The rapper/fictional kingpin Rick Ross upended hip-hop’s obsession with authenticity and actually became more popular after it was revealed he used to work as a corrections officer. New Jersey cop Maurice Gattison, who moonlights as “Gat the Great,” is probably hoping for a similar career trajectory, if only because he might lose his day job. The “Temper Like an Alcoholic” rapper is the subject of an internal investigation after his side-gig was outed online, including questionable lyrics about his Smith & Wesson, his “faggot” enemies, and his own status as a “felon for life.”
The videos in question have been pulled from YouTube, but Gat’s sneaker-happy Instagram account and Twitter, where he spends most messages @-replying famous rappers, remain (for now).

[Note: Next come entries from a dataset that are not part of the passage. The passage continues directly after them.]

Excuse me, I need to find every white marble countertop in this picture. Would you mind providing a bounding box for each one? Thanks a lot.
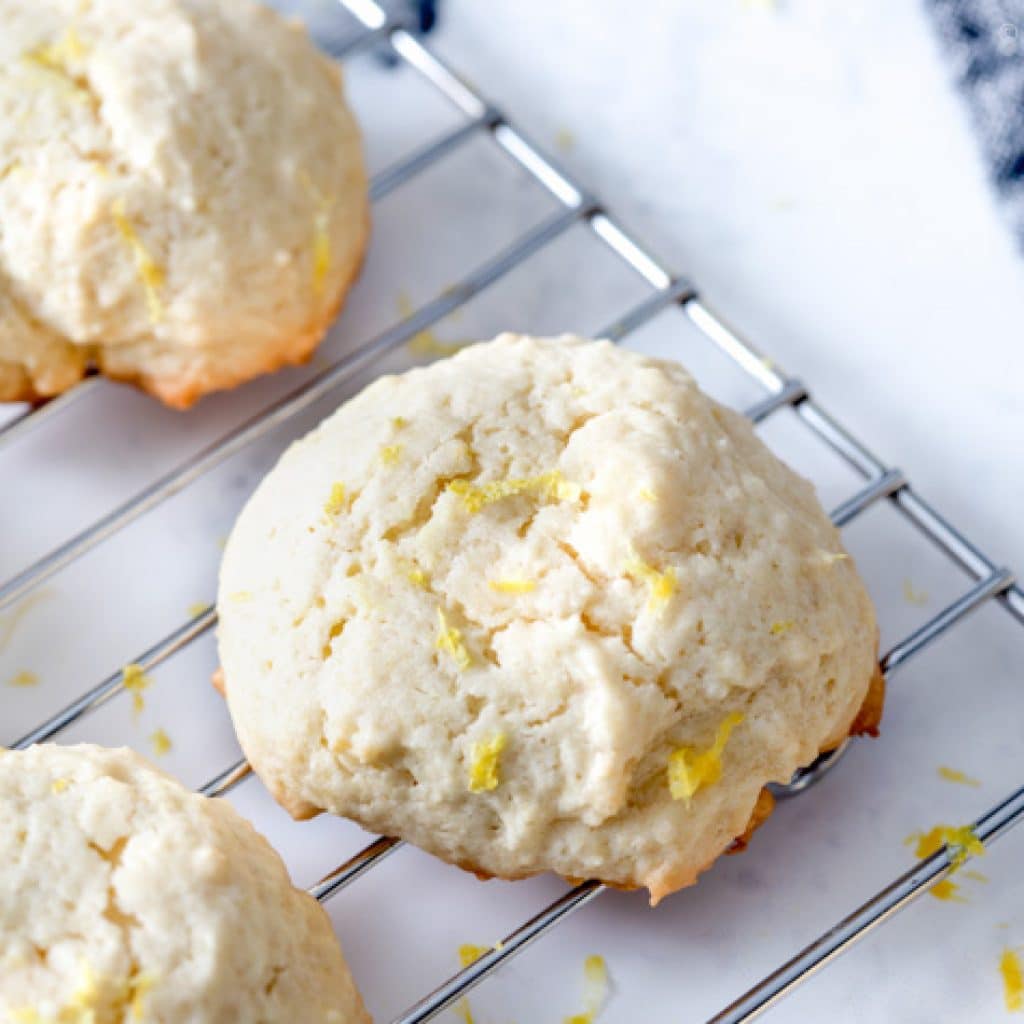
[2,1,1022,1022]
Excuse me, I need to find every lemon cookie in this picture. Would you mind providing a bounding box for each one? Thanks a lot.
[217,334,881,903]
[0,0,368,408]
[0,744,369,1023]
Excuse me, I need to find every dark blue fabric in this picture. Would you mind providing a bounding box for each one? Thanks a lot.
[927,0,1024,245]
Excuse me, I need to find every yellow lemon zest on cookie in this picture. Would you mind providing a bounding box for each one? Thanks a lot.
[228,590,252,603]
[122,663,151,716]
[564,954,608,1024]
[8,669,39,687]
[0,159,25,182]
[448,470,581,514]
[818,550,850,566]
[379,444,402,466]
[436,609,472,671]
[10,1009,42,1023]
[392,416,408,430]
[127,970,157,1019]
[187,602,210,618]
[769,620,795,635]
[625,554,677,612]
[1001,949,1024,1011]
[905,823,985,901]
[458,944,490,967]
[51,777,69,794]
[406,566,429,588]
[323,482,347,518]
[21,27,91,103]
[638,486,658,503]
[468,732,507,793]
[149,728,172,756]
[488,578,535,594]
[668,712,744,803]
[902,578,929,607]
[299,172,335,296]
[111,198,165,323]
[937,764,981,788]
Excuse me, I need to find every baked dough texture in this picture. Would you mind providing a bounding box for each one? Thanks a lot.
[0,744,369,1023]
[217,334,880,903]
[0,0,368,408]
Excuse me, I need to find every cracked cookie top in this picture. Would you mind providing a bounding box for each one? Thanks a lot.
[217,334,879,902]
[0,744,369,1023]
[0,0,367,407]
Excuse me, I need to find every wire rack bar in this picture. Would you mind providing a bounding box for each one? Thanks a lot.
[0,378,99,450]
[708,781,1024,1024]
[2,4,1021,1020]
[392,880,607,1024]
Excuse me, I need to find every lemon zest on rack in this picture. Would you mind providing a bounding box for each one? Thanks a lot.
[436,609,472,671]
[905,823,985,901]
[468,732,507,793]
[187,602,210,618]
[8,669,39,687]
[458,944,490,967]
[122,663,151,716]
[668,713,744,803]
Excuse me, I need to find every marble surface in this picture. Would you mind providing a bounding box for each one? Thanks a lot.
[2,1,1022,1022]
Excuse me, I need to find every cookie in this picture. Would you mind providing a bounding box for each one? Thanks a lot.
[0,744,369,1023]
[217,334,881,903]
[0,0,368,408]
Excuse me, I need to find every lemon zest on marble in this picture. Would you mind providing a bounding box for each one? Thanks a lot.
[625,554,677,612]
[436,609,472,671]
[122,663,151,716]
[902,577,929,607]
[668,713,744,802]
[1001,948,1024,1011]
[111,198,165,323]
[149,729,172,756]
[448,470,581,513]
[397,291,468,358]
[324,482,347,518]
[488,578,535,594]
[937,764,981,788]
[468,732,506,792]
[564,954,609,1024]
[8,669,39,687]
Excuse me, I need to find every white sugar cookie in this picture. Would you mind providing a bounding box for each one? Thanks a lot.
[217,334,881,902]
[0,744,369,1023]
[0,0,367,407]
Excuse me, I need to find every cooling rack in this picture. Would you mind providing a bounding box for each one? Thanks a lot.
[2,0,1023,1020]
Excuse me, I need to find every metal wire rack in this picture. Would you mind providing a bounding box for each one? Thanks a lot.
[2,0,1023,1019]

And the Star-Ledger has this highlight reel, which includes three other officers, and isn’t as bad as you might imagine:
“If they had taken part in a Shakespearean play, and the character talked about murdering people, would there be any outrage?” one expert asked. “In this instance, their First Amendment rights trump anything else.” Another warned, “Your free speech off-duty is not unlimited. … Things that can impede the agency’s work, cause disgrace to the agency or subject the agency to ridicule can be legitimate issues for internal action.” Dubious boasts in rap, on the other hand, are more acceptable.